WASHINGTON, D.C.: Seen from Eastern and Central Europe NATO is an alliance with a great future. Seen from the United States, NATO is an alliance in deep crisis. From Poland to Hungary, from the Czech Republic to Romania, the citizenry and the governments want their countries to be admitted to NATO as soon as possible. From Washington to Los Angeles, many Americans worry that NATO is an alliance without a purpose, has become weak, and has miserably failed in Bosnia (even though NATO never was committed to keep the peace among or within the former Yugoslav republics).
Interestingly, those Americans who fret about NATO's decline and fall, and the Central and East Europeans who have such great faith in NATO, both arrive at the same recommendation: expand NATO eastward!
Actually, in every decade since the 1950s, throngs of foreign policy experts have asserted that NATO faced some new crisis. Now comes the crisis of the 90's-- the fragility of democracy in Eastern Europe and Russia, and the loss of a common enemy -- and therefore, it is said NATO must admit Poland, The Czech Republic, Hungary, (please include your country in his list), and other nations of the Warsaw Pact. This remedy may seem all the more urgent as Russian forces keep inflicting wanton destruction on Chechnya.

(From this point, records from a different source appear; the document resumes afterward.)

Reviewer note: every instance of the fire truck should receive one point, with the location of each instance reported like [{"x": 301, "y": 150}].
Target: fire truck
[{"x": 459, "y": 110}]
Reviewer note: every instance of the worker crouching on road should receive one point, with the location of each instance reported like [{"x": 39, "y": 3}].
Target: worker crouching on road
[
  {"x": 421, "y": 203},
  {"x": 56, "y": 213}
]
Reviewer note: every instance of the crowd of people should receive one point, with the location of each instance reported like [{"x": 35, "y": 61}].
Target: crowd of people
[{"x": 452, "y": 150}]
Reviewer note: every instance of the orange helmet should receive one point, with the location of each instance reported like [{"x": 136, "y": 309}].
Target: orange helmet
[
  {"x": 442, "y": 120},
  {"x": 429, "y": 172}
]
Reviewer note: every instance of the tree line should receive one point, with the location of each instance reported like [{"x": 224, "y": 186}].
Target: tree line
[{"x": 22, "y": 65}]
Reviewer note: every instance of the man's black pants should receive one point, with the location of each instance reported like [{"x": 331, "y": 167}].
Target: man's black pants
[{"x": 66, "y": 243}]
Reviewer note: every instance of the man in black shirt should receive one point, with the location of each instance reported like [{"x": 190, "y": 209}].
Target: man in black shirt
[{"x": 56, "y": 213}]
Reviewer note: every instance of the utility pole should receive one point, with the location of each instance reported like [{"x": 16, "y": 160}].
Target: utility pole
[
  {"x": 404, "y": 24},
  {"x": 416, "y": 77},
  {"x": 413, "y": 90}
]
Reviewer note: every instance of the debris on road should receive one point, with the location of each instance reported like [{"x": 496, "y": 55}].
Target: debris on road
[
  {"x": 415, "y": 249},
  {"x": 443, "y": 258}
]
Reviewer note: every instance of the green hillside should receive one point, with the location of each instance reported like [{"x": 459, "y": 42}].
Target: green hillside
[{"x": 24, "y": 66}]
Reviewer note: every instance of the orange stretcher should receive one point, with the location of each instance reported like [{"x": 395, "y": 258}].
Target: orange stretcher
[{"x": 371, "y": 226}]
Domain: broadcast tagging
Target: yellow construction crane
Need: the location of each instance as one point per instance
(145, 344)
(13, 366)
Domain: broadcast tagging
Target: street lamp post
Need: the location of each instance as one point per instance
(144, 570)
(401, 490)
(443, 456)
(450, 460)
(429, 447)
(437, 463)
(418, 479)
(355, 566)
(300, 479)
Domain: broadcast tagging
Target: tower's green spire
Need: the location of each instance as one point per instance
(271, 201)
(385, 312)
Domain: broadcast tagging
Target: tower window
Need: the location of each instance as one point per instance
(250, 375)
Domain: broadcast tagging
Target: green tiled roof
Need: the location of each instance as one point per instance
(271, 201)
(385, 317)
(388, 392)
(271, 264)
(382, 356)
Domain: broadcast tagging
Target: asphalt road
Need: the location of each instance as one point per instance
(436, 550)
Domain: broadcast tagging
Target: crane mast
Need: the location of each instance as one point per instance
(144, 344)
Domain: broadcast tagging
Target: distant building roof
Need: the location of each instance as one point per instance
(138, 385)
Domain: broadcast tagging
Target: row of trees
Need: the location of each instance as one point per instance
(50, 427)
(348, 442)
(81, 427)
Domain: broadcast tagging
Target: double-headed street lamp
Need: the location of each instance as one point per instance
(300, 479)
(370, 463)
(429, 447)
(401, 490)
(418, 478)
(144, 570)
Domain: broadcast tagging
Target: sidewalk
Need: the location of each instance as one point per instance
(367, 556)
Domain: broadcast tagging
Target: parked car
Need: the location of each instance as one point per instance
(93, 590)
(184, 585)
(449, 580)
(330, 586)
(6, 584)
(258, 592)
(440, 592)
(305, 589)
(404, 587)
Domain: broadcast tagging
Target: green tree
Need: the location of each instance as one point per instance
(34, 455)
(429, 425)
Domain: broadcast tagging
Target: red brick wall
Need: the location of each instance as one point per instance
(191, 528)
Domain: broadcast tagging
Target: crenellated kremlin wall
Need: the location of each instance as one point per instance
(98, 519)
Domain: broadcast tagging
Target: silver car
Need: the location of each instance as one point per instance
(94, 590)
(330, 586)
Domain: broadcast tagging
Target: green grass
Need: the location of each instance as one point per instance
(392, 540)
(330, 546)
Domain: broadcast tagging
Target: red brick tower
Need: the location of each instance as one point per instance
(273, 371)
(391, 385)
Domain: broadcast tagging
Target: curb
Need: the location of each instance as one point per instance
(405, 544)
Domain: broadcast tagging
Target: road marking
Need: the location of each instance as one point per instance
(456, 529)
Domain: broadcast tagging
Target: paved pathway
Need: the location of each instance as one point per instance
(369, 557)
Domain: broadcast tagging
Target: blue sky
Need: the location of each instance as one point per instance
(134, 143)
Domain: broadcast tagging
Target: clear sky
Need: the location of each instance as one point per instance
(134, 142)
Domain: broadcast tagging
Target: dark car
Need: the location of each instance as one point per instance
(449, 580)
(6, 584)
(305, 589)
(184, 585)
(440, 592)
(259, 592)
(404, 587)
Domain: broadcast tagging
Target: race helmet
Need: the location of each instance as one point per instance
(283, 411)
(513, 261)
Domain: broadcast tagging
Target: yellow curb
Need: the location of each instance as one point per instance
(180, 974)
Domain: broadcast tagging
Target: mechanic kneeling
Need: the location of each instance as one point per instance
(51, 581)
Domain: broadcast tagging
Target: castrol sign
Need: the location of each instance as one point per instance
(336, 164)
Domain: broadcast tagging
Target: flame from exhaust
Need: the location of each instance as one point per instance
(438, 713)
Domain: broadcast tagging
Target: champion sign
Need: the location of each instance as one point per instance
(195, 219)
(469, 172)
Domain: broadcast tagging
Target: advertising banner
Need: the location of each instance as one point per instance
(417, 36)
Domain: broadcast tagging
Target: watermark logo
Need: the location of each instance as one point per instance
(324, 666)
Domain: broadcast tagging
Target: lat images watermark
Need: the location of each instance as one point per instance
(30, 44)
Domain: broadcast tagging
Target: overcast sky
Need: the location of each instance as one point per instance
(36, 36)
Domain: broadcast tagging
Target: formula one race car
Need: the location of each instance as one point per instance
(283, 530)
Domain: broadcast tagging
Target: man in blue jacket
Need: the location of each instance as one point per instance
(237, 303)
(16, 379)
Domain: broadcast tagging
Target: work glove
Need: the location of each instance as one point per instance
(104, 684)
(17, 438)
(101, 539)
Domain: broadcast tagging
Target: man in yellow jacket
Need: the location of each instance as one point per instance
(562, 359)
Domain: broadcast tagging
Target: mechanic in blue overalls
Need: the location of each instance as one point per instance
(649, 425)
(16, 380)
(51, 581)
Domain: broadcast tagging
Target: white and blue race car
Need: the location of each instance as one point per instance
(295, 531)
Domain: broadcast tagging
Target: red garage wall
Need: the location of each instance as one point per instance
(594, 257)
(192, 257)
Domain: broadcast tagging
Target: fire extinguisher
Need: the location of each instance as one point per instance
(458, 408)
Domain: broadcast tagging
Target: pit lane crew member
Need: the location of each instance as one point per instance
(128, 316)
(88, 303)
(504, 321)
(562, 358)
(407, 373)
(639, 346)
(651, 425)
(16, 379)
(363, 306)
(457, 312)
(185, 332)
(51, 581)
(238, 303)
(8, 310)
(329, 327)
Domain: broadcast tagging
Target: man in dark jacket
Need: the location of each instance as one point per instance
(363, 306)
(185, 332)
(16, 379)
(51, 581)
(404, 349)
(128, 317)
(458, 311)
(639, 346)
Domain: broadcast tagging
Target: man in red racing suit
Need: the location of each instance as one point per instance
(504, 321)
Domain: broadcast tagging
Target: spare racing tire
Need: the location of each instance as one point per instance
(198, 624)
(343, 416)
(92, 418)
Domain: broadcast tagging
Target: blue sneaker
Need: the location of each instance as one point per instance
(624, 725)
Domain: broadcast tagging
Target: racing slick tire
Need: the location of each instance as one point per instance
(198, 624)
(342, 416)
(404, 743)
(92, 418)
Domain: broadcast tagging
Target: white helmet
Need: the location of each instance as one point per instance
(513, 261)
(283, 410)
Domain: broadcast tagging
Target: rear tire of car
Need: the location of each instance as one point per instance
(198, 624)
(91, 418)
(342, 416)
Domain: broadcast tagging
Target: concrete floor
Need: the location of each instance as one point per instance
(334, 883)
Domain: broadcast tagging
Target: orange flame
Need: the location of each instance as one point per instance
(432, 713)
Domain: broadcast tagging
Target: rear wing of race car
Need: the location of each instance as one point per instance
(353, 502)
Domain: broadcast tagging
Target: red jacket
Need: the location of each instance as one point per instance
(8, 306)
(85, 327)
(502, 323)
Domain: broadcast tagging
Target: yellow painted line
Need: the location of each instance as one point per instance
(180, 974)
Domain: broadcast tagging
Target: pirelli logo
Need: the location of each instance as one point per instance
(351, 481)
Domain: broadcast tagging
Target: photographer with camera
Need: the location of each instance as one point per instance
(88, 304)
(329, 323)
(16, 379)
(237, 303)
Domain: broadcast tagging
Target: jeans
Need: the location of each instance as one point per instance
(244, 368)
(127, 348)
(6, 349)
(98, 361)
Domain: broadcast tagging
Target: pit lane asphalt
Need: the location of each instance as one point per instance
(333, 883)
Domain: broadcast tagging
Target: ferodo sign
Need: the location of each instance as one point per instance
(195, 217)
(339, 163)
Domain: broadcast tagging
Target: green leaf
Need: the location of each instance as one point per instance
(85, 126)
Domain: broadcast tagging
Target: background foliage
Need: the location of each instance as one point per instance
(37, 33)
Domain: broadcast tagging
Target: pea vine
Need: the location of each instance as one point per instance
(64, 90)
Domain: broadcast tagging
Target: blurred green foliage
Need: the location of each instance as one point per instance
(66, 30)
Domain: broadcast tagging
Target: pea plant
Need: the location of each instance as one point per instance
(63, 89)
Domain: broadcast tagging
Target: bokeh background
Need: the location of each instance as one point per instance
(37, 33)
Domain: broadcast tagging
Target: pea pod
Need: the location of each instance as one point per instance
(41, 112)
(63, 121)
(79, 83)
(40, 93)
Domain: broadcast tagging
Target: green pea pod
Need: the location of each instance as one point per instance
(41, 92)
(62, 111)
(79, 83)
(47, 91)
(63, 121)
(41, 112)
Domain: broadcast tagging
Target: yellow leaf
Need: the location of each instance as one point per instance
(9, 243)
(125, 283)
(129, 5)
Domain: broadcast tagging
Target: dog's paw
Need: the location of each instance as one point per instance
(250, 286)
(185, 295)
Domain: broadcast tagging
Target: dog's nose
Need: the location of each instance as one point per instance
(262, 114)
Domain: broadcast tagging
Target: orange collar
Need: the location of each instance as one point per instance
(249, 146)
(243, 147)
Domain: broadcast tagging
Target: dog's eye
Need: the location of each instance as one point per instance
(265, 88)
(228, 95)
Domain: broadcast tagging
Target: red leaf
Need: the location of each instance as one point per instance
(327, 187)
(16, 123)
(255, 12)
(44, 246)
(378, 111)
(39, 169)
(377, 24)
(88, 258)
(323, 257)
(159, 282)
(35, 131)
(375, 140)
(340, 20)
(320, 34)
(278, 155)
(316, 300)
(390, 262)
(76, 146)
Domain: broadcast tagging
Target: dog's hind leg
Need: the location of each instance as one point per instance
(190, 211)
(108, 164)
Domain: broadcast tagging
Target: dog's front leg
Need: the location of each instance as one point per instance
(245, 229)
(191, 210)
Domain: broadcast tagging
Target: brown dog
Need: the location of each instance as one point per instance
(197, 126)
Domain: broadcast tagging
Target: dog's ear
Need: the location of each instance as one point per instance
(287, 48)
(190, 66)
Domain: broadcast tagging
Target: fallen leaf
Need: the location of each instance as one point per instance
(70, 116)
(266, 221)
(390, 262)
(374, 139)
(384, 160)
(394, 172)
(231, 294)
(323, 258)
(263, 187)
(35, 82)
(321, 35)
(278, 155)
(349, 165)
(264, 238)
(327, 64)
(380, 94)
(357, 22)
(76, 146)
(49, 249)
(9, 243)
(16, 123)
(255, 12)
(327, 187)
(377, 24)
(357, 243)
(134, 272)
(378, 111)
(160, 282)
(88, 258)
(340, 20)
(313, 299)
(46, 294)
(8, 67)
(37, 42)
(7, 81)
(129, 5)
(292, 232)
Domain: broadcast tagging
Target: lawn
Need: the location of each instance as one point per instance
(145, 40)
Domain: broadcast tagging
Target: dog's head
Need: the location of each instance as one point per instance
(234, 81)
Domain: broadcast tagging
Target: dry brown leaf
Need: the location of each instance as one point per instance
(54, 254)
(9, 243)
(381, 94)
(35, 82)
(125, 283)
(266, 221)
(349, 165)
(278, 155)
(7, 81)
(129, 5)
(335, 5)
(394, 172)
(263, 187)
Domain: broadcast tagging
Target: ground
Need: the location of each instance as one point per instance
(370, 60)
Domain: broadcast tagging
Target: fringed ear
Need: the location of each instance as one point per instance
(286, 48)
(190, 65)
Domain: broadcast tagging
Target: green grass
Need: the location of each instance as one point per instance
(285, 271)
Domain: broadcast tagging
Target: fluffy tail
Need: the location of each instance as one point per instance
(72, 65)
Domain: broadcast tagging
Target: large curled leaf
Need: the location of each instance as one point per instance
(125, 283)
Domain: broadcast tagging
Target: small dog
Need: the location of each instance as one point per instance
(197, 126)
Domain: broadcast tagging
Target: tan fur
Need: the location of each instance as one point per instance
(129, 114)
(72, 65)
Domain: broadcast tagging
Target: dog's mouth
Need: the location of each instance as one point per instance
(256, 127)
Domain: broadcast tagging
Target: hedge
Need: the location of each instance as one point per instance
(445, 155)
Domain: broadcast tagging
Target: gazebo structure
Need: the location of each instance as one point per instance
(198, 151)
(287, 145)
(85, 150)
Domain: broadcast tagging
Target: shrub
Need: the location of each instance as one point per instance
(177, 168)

Americans who question the wisdom of this eastward expansion fear that it might cause Russia to refurbish its military and expand westward. But this is only half the problem. Far from solving an alleged crisis, expanding NATO now would fatally weaken it. The Atlantic alliance must not become a chain letter -- some Ponzi scheme that escapes bankruptcy only by signing up new members.